Sempre più spesso, il problema dell’allergia a medicinali (o meglio detto: reazioni avverse a farmaci) è la motivazione della richiesta di una visita dall’allergologo. I motivi di questo incremento sono sicuramente molteplici, ma tra questi è sicuramente da considerare l’aumento dell’impiego di terapie nel corso del tempo. Oggigiorno, fortunatamente, la medicina ha portato soluzioni per patologie che prima non ne avevano, con conseguente allungamento della vita media. Il rovescio della medaglia, purtroppo, è un netto aumento della necessità di terapie farmacologiche nella popolazione, soprattutto per i soggetti più anziani. Ma quali sono i farmaci che più spesso causano reazioni allergiche (o reazioni avverse)?
Reazioni allergiche a farmaci
I farmaci sono spesso chiamati in causa come responsabili di reazioni allergiche, sia nelle forme più lievi con il solo interessamento cutaneo, sia anche nelle forme più gravi. La diagnostica allergologica delle reazioni avverse a farmaci è molto complessa, in quanto per questo tipo di allergeni, abbiamo a disposizione molti meno test diagnostici che in altri campi dell’allergologia.

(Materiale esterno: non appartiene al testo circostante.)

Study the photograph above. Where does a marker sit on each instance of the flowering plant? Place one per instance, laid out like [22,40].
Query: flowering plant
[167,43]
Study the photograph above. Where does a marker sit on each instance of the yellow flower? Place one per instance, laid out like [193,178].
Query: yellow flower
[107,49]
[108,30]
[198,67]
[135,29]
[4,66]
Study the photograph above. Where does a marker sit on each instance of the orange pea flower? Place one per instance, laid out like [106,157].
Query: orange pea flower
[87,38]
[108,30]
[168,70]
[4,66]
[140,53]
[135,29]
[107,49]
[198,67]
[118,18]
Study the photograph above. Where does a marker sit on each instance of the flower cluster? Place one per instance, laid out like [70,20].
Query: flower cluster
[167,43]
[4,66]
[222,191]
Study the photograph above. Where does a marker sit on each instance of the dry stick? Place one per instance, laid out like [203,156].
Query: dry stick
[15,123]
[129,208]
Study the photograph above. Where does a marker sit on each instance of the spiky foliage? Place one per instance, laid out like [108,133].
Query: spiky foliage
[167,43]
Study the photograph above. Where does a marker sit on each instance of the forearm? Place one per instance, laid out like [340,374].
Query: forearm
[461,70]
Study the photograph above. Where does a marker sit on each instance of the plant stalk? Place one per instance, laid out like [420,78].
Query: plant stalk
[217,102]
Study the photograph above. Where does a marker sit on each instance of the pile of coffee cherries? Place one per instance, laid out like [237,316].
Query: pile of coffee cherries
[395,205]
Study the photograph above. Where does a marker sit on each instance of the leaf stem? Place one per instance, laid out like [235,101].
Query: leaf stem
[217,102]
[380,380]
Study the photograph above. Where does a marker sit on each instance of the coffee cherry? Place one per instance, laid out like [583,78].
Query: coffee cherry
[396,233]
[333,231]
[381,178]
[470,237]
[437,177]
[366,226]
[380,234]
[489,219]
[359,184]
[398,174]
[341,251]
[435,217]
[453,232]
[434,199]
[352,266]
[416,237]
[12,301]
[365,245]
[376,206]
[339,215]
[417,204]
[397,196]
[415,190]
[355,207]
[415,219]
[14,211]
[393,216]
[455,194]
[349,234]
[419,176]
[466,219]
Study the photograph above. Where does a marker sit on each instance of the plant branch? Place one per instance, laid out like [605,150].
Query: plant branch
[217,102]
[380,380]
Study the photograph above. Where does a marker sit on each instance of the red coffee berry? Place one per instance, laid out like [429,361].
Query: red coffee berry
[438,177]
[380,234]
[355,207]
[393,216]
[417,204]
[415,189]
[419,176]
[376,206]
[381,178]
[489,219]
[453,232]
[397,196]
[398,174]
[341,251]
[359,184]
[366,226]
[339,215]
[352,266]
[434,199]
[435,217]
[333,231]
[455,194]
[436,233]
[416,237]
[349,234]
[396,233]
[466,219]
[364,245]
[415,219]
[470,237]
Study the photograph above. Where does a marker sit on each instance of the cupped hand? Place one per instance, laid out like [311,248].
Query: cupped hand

Il prick test – ad esempio -, che viene comunemente utilizzato per la diagnosi della allergie respiratorie ed alimentari, è disponibile solo per un ristrettissimo numero di farmaci.
Prick Test per la diagnosi delle allergie
I prick test sono un test fondamentale nella diagnostica allergologica delle reazioni cosiddette “immediate”, ovvero quelle che si sviluppano rapidamente in seguito al contatto tra l’allergene e le IgE del soggetto allergico. Sono un esempio di questo tipo di reazione la rinite o l’asma allergici, l’allergia alimentare (ad esempio alle proteine del latte o a quelle della frutta), le reazioni agli antibiotici beta-lattamici e quelle alle punture degli insetti. Il prick test ha numerosi vantaggi: è sicuro, indolore, di facile esecuzione e interpretazione, di rapida lettura, poco costosi, e possono essere praticati a qualsiasi età.